Fault array, fix retry, new parameter in Join activity #3182

smartwaystudio · 2022-07-04T11:45:25Z

This PR has breaking changes

Hi, I will try to set up my needs to explain what is this PR about. We are migrating our app core from custom Hangfire jobs to Elsa workflows with custom activities to enrich our app and also to have the ability to modify the workflows without making changes on the code. So, the first thing I did was to copy my hangfire flow to custom activities on Elsa. Everything was OK and the workflow was being executing with the same results. Then, I started do dig more, so, I purpossely failed some activities (custom and fault activity) to try the retry functionality and it wasn't working. Already opened an issue with the problem . If I couldn't retry my failed activities, I would need to give up elsa, so I started to checking the core code. I saw that Workflowinstance.CurrentActivity was always null, so the reviver was always using the first workflow activity as retry. But also found another problem (at least in my scenario). Elsa was only saving to database the last fault activity, so, in a loop or fork, just the last fault activity was being tagged as faulted, the others were OK. I changed the fault attribute to faults as SimpleStack. Now, I can save all the faulted activities. And, then, changed the reviver to check if there are faulted activities to schedule on retry. Now it's working good, even the retry. Now you can retry all the faulted activities inside a loop.

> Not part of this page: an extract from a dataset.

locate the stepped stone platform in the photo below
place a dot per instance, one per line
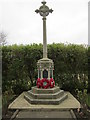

(Be careful with how you design your loop. If the activities input are dependant on other activities, for example, the output of the loop, it won't work as expected, because it will use the last output of the loop as input for every activity that uses "return foreach.Output()". The way to solve this is to transmit the input from the first activity in the loop to the input of the next activity, just returning it as output.)

Also, I found another problem. In a fork scenario, the final join continues the execution (with both configuration modes) even if the inbound activities has failed (tagged as faulted). I added a new parameter (bool) to the Join activity that prevents that. It checks if there are fault or scheduled activities (this change is chained with the previous) and stop the execution. Just changed IsDone method. Now, it will add to the journal the activities that have faulted, like the inbounds journal data.

There are 2 activity list checked on isDone. Faults is used to know if there are some faults in the current workflowinstance execution. The Scheduled activity list is used on retry. When you retry a faulted workflow, it moves the activities from Faults to scheduled list.

Finally, I updated the designer with the new Faults parameter (was Fault) and now, all the faulted activities in the designer are tagged red.

…to support wait faulted activities.

dnfadmin · 2022-07-04T11:45:37Z

All CLA requirements met.

smartwaystudio · 2022-07-05T12:05:36Z

Willing to add more changes to this PR asap about the "Run workflow" activity because I just found that If the secondary workflow is faulted, the Run workflow activity is faulted, but if you try to retry the parent workflow, it generates a new secondary workflow instance instead of retrying the faulted one.

mohdali · 2022-07-06T22:37:24Z

This looks very interesting and we definitely need more options for fault handling.

@sfmskywalker can you please take a look and advise as it has breaking changes.

…ng inside a foreach too.

smartwaystudio · 2022-07-08T09:40:13Z

Hi, as I told, new changes have been pushed. The RunWorkFlow activity was always creating a new ChildWorkflow instance when retrying. There could be some scenario that you don't want that to happen, so I added a new Advanced parameter in the activity to, instead of creating new instances, retry the faulted when retrying.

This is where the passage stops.